‘I’d better put on another coat or a dressing-gown, or something,’ he stammered.

‘Coat’s best,’ Jonah told him, and in a moment he had changed into a tweed Norfolk jacket that lay upon the chair.

They pulled him towards the door, Nixie holding one hand, Jonah the other, and Smoke following so closely at his heels that he almost seemed to be prodding him gently forward with his velvet padded boots. Paul understood that tremendous forces, elemental in character like the wind and rain and lightning, somehow added their immense suasion to the little hands that pulled his own. He made no resistance, but just allowed himself to go; and he went with a wild and boyish delight tearing through his mind.

‘Are we going out then?’ he asked, ‘out of doors?’

‘What’s the exact time, the very exact time?’ Nixie asked hurriedly, ignoring his question; and though Paul had looked a few minutes before they came in, he had quite forgotten by now. She helped herself to his watch, burrowing under his coat to find it, and peering closely to read the position of the hands.

‘Five minutes to twelve!’ she exclaimed, addressing Jonah in excited whispers. ‘Oh, I say! We must be off at once, or we shall miss the crack altogether. Come on, Uncle, or your life won’t be safe a minute.’

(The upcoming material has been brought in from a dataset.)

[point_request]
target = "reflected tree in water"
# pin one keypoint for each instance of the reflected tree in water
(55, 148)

‘Then what will it be a month, I should like to know?’ he laughed as he was swept along through the darkness, not knowing what to say or think.

‘The crack! The crack! Quick, or we shall miss it!’ cried the children in the same sentence, urging him heavily forward.

‘What crack? Where are we going to? What does it all mean?’ he asked breathlessly, trying to avoid treading on their toes and the toes of Smoke who flew beside them with tail held swiftly aloft as though to guide them.

They brought him up with a sudden bump just outside the door, and Nixie turned up a serious face to explain, while Jonah waited impatiently in front of them.